Check out Gumbo's stone on the right, as shown in the third and fourth images down of his first post. Apart from the dodgy color balance, the surface seems reminiscent of some presumed Welsh stones I've seen.
I have welsh slates from AJ. My purple has no green spots. The stones are obviously completely different material though. The vosgienne is much finer and 100x faster. Slurry darkens immediately and can finish on plain water with just a few strokes. The welsh stones take over 100 laps or more and slurry will never darken. Besides it(Vosgienne) has metallic figuring and a look that CANNOT be confused for anything but a La Lune in my opinion. Similar to how a BBW has a certain pattern but less holographic than a BBW.

My welsh slate is a drab purple with no figuring. Very homogenous color wise. Some lighter colored spots on the back but not like the metallic figuring on a vosgienne. I don't feel like cleaning the oil and grime off the LM for a picture as the stone really isn't worth the effort.

Suffice to say if you have a vosgienne and a YL or LM you will not be getting them mixed up. The look and performance/feedback are just different, anyone who is even slightly a rock hound should be able to tell. In person anyway, in pictures anything can look like just about anything else.

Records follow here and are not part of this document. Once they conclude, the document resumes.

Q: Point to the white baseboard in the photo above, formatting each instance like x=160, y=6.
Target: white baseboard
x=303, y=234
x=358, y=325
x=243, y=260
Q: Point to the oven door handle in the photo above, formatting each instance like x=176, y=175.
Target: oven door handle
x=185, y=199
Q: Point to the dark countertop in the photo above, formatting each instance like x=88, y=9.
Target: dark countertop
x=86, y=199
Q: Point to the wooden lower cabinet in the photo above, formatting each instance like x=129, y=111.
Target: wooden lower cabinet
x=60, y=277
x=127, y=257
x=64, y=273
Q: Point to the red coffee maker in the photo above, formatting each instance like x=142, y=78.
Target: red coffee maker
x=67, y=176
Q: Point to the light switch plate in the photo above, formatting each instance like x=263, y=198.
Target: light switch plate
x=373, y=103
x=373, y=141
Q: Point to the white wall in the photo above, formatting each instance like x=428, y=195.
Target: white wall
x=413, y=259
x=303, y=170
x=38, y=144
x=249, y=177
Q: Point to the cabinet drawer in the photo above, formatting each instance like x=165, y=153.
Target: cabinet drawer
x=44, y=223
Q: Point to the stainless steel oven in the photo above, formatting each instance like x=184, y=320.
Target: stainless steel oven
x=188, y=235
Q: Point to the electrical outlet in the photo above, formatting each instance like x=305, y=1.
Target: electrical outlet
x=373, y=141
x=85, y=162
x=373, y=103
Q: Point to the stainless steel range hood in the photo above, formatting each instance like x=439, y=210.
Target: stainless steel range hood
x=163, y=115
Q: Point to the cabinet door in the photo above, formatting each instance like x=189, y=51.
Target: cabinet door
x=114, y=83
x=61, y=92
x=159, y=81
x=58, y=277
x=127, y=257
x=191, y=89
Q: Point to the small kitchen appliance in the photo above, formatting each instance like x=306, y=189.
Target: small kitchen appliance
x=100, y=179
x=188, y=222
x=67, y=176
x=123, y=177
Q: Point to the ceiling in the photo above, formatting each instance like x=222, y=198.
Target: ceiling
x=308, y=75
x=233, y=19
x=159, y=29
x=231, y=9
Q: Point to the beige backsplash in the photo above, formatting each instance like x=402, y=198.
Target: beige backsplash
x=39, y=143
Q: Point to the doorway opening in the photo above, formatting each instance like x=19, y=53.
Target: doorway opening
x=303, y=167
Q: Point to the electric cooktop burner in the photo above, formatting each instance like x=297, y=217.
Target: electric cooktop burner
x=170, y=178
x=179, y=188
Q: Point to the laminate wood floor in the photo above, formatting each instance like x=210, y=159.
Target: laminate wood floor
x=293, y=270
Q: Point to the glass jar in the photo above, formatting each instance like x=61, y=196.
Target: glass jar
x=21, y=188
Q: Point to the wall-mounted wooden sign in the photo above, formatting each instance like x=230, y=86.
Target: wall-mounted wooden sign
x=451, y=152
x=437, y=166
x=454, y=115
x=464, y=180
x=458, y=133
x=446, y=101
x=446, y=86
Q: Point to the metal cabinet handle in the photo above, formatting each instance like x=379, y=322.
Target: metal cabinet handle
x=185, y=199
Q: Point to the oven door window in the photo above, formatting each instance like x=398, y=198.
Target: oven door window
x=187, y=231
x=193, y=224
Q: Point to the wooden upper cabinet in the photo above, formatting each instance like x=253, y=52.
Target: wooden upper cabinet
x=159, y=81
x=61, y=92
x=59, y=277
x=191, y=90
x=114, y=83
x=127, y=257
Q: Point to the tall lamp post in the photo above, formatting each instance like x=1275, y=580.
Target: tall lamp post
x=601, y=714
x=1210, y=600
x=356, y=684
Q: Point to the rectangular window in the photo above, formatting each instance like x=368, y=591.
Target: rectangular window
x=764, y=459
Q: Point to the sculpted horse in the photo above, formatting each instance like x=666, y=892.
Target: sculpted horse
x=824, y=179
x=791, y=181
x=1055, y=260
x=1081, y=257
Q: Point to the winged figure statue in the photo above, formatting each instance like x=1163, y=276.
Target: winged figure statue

My Vosgienne is tied for my favorite finisher with my other super high end hones. The welsh slates I use on knives/chisels etc. And that is only if I want to be honing for an hour, they are way too slow to be of practical use. My frankonians are what do most of my knife/tool work due to their insane speed. The Vosgienne puts a killer edge on ultra hard Swedish and Japanese steels, easy to over do it on soft Sheffield blades though.